Les amateurs ont indiqué avoir identifié des changements dans les vins, et, ce qui est intéressant, c’est que le changement est valorisé, pour 26% d’entre eux qui perçoivent de manière positive ces évolutions.

Quatre points méritent d’être soulignés. Une amélioration qualitative est constatée pour les cabernets sauvignon du Médoc, les cabernets francs de la Loire et les pinots noirs d’Alsace. En Bourgogne, les amateurs soulignent la plus grande souplesse des vins rouges même s’il leur apparait nécessaire de demeurer vigilants sur la puissance des vins.

Sans surprise les amateurs relèvent plus de lourdeur dans les vins sudistes de Châteauneuf, de Vacqueyras, dans certains chardonnays de Bourgogne (à Chablis tout particulièrement), sur la rive droite de Bordeaux (le merlot est particulièrement sensible à la chaleur). L’augmentation du degré alcoolique de certains vins étrangers (Espagne, Suisse, prosecco) est elle aussi identifiée.
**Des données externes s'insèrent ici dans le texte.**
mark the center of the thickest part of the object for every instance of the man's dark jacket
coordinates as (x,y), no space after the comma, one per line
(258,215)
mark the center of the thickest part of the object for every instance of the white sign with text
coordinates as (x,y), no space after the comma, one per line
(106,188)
Notons que pour les amateurs, ces changements doivent beaucoup à une évolution plus générale du goût des amateurs. Ce n’est pas seulement le changement climatique qui influe sur le goût des vins. L’appétence pour les vins fortement boisés (et « parkerisés » ?) semble avoir fait son temps.
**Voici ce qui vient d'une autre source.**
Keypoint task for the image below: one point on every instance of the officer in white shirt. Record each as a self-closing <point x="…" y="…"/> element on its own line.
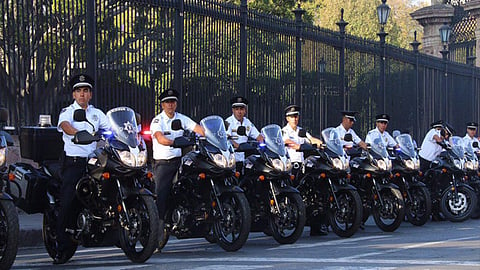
<point x="470" y="136"/>
<point x="237" y="119"/>
<point x="345" y="127"/>
<point x="166" y="158"/>
<point x="381" y="121"/>
<point x="75" y="159"/>
<point x="430" y="148"/>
Le degré d’alcool est un point important désormais…

Oui, c’est le 4ème point et c’est un sujet que les amateurs regardent, sans pour autant qu’il constitue un point discriminant (seuls 17% vont désormais se détourner de vins considérés comme trop alcooleux). Mais par exemple, sur certaines régions réputées pour la fraîcheur et la légèreté des vins comme le Beaujolais, ce point a été souligné par les amateurs.

Les fameux critères ESG, d’environnement durable, sont-ils pris en compte par les amateurs ?

Oui, sachant que le verre est aujourd’hui le poste qui pèse le plus lourd dans le bilan carbone d’une entreprise viticole, nous avons demandé aux amateurs quelle importance ils accordaient au choix d’un verre plus léger, d’emballages écologiques, de circuits courts… Pour l’instant seuls 37,5% des amateurs considèrent ce point comme un critère de choix déterminant. Une évolution qui va sans doute prendre une nouvelle tendance au cours des mois à venir, particulièrement dans le contexte inflationniste qui s’annonce.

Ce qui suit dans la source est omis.